PITCAIRN ISLANDS / PITKERN AILEN.
Landscapes. Tatrimoa Cape.
Last stamp in a set of 5, issued on 22.01.1981.
Face value: 70 cents of New Zealand dollar.
Printing: Offset lithography.
Size: 49 x 32 mm.
Catalogs
- Michel No. 205.
- Scott No. 202.
- Seven Seas Stamps No. 201.
- StampWorld No. 205.
- Stanley Gibbons No. 215.
- Yvert et Tellier No. 198.
The
Archipelago of the Pitcairn Islands (in Pitkern: Pitkern
Ailen) is officially a British
Overseas Territory. It includes the Pitcairn (the only inhabited), Oeno,
Henderson and Ducie islands.

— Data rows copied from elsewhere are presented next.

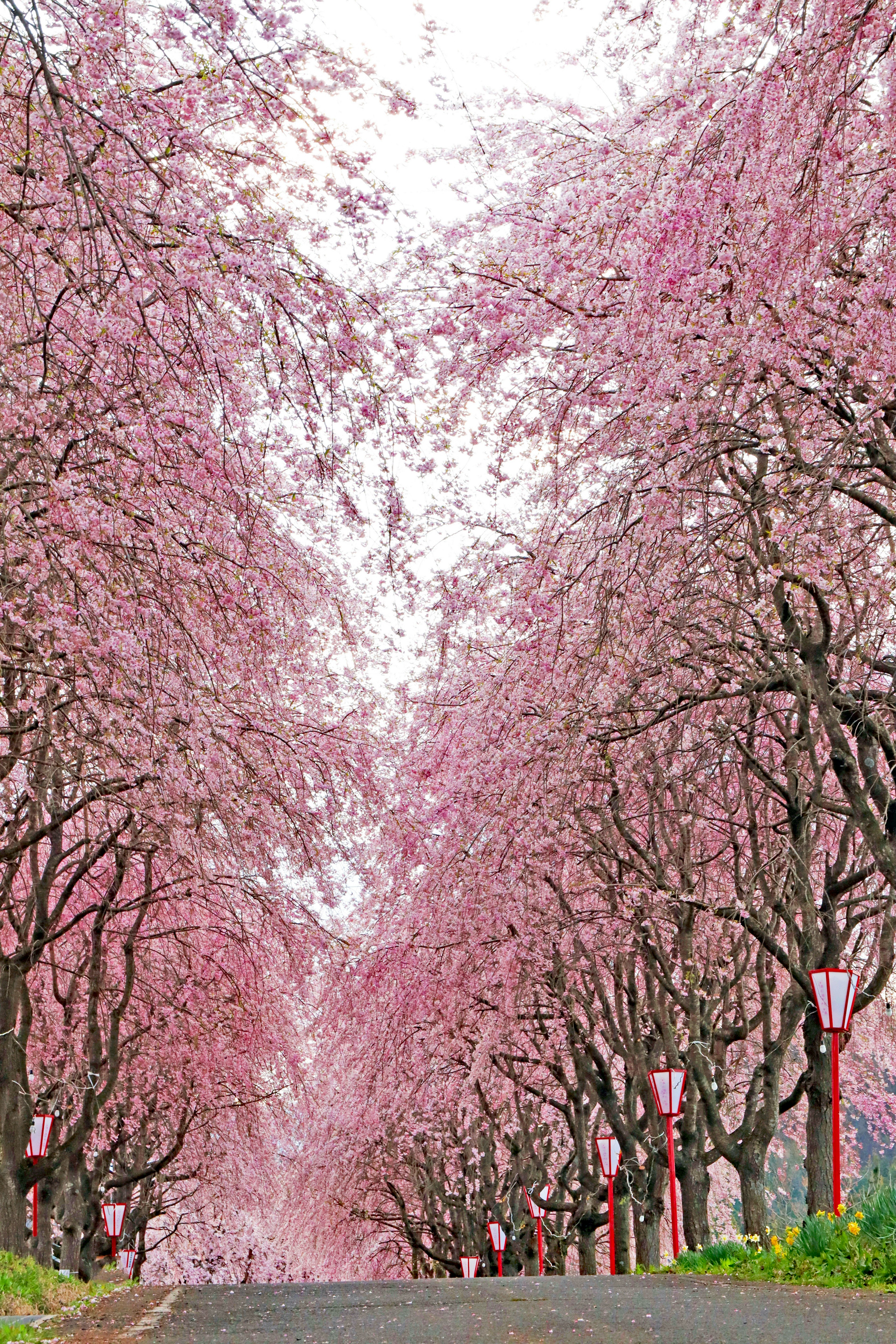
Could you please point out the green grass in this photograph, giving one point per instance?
(19, 1335)
(823, 1252)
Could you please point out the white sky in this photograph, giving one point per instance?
(481, 49)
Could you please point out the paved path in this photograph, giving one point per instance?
(528, 1311)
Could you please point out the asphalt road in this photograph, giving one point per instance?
(525, 1311)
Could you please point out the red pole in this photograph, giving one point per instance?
(674, 1198)
(835, 1088)
(613, 1237)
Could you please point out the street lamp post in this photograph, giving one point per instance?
(835, 994)
(113, 1217)
(499, 1243)
(38, 1144)
(538, 1214)
(609, 1159)
(668, 1088)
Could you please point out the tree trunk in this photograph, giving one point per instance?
(648, 1217)
(820, 1167)
(42, 1248)
(15, 1107)
(555, 1254)
(73, 1217)
(695, 1203)
(623, 1224)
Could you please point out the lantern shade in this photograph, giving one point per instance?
(534, 1209)
(39, 1138)
(668, 1088)
(608, 1155)
(113, 1217)
(835, 994)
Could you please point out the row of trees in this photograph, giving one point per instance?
(651, 776)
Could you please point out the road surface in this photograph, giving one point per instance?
(527, 1311)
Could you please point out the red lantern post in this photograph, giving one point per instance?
(835, 994)
(38, 1144)
(538, 1214)
(668, 1088)
(609, 1158)
(499, 1243)
(113, 1217)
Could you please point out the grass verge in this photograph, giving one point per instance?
(856, 1249)
(29, 1289)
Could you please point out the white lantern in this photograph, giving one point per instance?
(608, 1155)
(609, 1158)
(835, 994)
(668, 1088)
(113, 1217)
(534, 1209)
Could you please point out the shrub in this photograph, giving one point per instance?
(879, 1222)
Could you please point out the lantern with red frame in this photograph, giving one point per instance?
(538, 1214)
(38, 1144)
(499, 1241)
(835, 994)
(113, 1217)
(609, 1158)
(668, 1088)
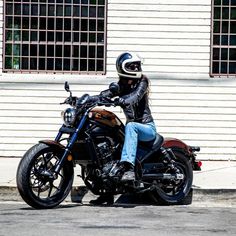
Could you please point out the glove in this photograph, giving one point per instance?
(119, 102)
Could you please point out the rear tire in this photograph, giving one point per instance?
(174, 193)
(34, 180)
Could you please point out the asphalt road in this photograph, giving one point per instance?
(17, 218)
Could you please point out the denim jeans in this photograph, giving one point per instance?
(135, 132)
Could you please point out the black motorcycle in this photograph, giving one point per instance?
(93, 138)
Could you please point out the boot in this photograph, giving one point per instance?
(108, 199)
(129, 174)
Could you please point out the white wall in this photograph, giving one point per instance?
(173, 36)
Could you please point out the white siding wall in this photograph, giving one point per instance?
(173, 36)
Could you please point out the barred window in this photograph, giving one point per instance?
(223, 45)
(55, 36)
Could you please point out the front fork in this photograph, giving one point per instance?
(70, 144)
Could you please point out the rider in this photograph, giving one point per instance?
(133, 98)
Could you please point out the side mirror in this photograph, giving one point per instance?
(114, 88)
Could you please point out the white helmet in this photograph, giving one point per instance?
(128, 65)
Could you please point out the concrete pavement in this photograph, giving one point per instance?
(216, 180)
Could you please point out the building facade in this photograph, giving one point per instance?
(189, 53)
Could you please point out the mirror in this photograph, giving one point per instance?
(114, 88)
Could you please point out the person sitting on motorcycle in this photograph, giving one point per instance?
(133, 97)
(134, 100)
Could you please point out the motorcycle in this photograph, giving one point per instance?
(92, 137)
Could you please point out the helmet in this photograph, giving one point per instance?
(129, 65)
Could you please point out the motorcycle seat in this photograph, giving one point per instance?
(153, 144)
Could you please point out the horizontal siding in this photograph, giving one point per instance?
(173, 37)
(198, 112)
(159, 31)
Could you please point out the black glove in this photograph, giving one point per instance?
(119, 102)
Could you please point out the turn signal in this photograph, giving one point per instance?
(69, 158)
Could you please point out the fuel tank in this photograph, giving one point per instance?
(105, 117)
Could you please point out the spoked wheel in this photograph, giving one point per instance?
(35, 177)
(171, 191)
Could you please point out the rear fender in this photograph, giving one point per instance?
(177, 144)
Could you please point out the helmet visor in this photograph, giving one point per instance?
(133, 66)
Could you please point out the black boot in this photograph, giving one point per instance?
(129, 174)
(108, 199)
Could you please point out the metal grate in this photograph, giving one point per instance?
(223, 45)
(55, 36)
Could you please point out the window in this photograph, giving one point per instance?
(55, 36)
(223, 47)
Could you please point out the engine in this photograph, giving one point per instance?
(105, 149)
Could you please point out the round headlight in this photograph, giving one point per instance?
(69, 116)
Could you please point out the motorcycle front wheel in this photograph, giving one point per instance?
(35, 181)
(175, 191)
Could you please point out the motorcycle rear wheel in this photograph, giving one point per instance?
(34, 180)
(169, 193)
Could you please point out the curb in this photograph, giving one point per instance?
(197, 195)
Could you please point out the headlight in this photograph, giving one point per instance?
(69, 116)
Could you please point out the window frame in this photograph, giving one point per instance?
(95, 45)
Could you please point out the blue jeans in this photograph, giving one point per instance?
(135, 132)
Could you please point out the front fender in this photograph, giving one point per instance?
(177, 144)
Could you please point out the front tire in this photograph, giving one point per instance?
(169, 192)
(34, 177)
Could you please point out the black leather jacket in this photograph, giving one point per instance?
(136, 104)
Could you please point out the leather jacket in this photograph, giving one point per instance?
(135, 101)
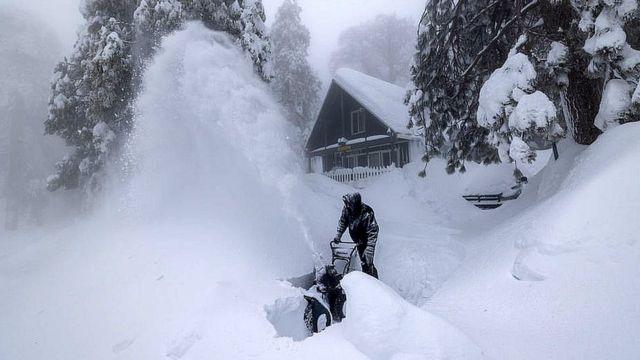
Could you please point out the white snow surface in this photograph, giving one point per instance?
(383, 99)
(616, 99)
(576, 252)
(557, 54)
(183, 261)
(533, 110)
(183, 257)
(383, 325)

Its capital is Adamstown, where the only settlement
of the islands is located, located in the north-central part of Pitcairn, The
islands of Henderson, Ducie and Pitcairn were discovered by a Spanish
expedition under the command of the Portuguese navigator Pedro Fernandes
de Quirós and his crew on January 26, 1606. A century and a half later, the
islands were rediscovered by English sailors: Pitcairn in 1767, Ducie in 1791,
Henderson in 1819 and Oeno in 1824. Pitcairn is known to be the home of
descendants the mutineers on the Bounty ship and the
Tahitians who accompanied them in 1790. With only 56 inhabitants from nine
families, it is the least populated country in the world, although it is not a
sovereign nation.
Tatrimoa is the Polynesian name for the Big Fence headland and cape, on the eastern shore of Pitcairn Island.